Well, very often it’s not for me. I don’t care. Or not like I should.

Very often I don’t even really seek understanding. I seek a checked box. However, let me tell you, that is not life giving. Yet, I am not sure I am willing to say it’s legalism either.

I know God’s word is important as a lamp to my feet (Ps. 119:105), I know it is important to keep me from sin (v. 9, 11, 165), yet it is often not “the joy of my heart” (v. 111) as it should be. Sadly, I don’t aways concur with the statement “give me understanding that I may live” (v. 144). I don’t normally rise before dawn to meditate on Scripture (cf. v.147, 148).

LORD, help me to seek You with my whole heart (v. 2). I am, or was, willing to wake up at 4am to study for tests in college so why does Your word not hold that kind of sway? Apparently that test had more gold (v. 72) and life in it than Your word. God, I admit I am fickle. I need Your help.

LORD, open my eyes that I would see the awesome truths contained in Your word (v. 18). Please make me understand Your law (v. 27) and help me not to waste my time on worthless things (v. 37) like excessive TV and the endless social media feed. 

Scripture is Sufficient to Address our Problems

The Bible gives us more than mere commands. It gives us the proper lens whereby to understand life.[1] The psalmist says that God’s Word is a light to our path (Ps. 119:105; cf. Ps. 1; 119:44-45; Prov. 6:23; 2 Tim. 3:15-17; 1 Peter 1:23; 2 Peter 1:3-4).

What does it mean that God’s Word is a light to our path? Here’s a friend’s story. It was dark and pine trees overhung and blocked any light from wandering onto the path.  The moon and stars may have been bright but you couldn’t tell.

My friend was camping with some guys. It was late. Everyone was in for the night. But he had to go to the bathroom. Luckily he had a flashlight. He made it to the potter-pot, over a football field length away, with no problems. On the way back, however, the light flickered and went out.

My friend was in trouble. But he thought if he just walked slowly he would be ok. He would softly pat the ground in front of him and once he was convinced it was the road he would continue. Well, after walking like this for a while he became pretty comfortable and confident. He began to walk faster.

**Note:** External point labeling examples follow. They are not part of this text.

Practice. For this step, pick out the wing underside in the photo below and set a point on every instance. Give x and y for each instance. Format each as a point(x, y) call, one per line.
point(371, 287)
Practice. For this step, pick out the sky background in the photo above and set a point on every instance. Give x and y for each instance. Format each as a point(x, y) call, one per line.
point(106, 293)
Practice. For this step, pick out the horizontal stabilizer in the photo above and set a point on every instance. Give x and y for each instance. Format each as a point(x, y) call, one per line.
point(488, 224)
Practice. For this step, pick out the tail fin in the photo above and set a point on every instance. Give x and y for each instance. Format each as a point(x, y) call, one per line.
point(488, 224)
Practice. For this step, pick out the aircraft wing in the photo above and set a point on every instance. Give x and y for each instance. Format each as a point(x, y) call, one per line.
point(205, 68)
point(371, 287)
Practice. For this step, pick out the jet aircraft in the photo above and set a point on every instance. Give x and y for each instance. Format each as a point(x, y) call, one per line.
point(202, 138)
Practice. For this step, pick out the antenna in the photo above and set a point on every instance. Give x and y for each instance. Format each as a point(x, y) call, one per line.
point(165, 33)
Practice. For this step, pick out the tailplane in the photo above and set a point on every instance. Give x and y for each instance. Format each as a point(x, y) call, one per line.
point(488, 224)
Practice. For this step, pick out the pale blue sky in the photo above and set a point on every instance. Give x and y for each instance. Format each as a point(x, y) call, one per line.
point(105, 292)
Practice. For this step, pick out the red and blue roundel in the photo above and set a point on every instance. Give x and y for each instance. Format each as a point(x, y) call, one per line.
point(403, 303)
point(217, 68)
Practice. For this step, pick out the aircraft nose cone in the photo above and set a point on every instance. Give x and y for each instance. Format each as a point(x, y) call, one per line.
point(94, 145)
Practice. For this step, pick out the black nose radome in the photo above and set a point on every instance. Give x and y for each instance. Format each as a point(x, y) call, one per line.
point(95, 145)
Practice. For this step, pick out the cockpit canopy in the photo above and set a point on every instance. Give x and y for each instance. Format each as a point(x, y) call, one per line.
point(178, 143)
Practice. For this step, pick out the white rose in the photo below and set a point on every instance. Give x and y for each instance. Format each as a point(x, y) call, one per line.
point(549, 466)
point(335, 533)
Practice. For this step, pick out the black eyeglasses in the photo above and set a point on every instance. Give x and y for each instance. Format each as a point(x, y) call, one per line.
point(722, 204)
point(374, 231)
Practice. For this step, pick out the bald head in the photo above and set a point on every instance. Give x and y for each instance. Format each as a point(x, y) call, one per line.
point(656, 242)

He was making good time walking. When he walked right off the road. He tripped on something, maybe a skunk for all he knew, and fell down a hill. Luckily he didn’t fall all the way down the hill. He was stopped by a tree. Actually, he was stopped pretty abruptly. Eventually, he regained his composure and crawled back up the hill.

After about an hour his friends were wondering where he was. So they sent out a “search party.” They found my friend crawling in the wrong direction. He was a little bruised and battered. But his pride was worse off.

My friend now knows the vital importance of having a light to light the path!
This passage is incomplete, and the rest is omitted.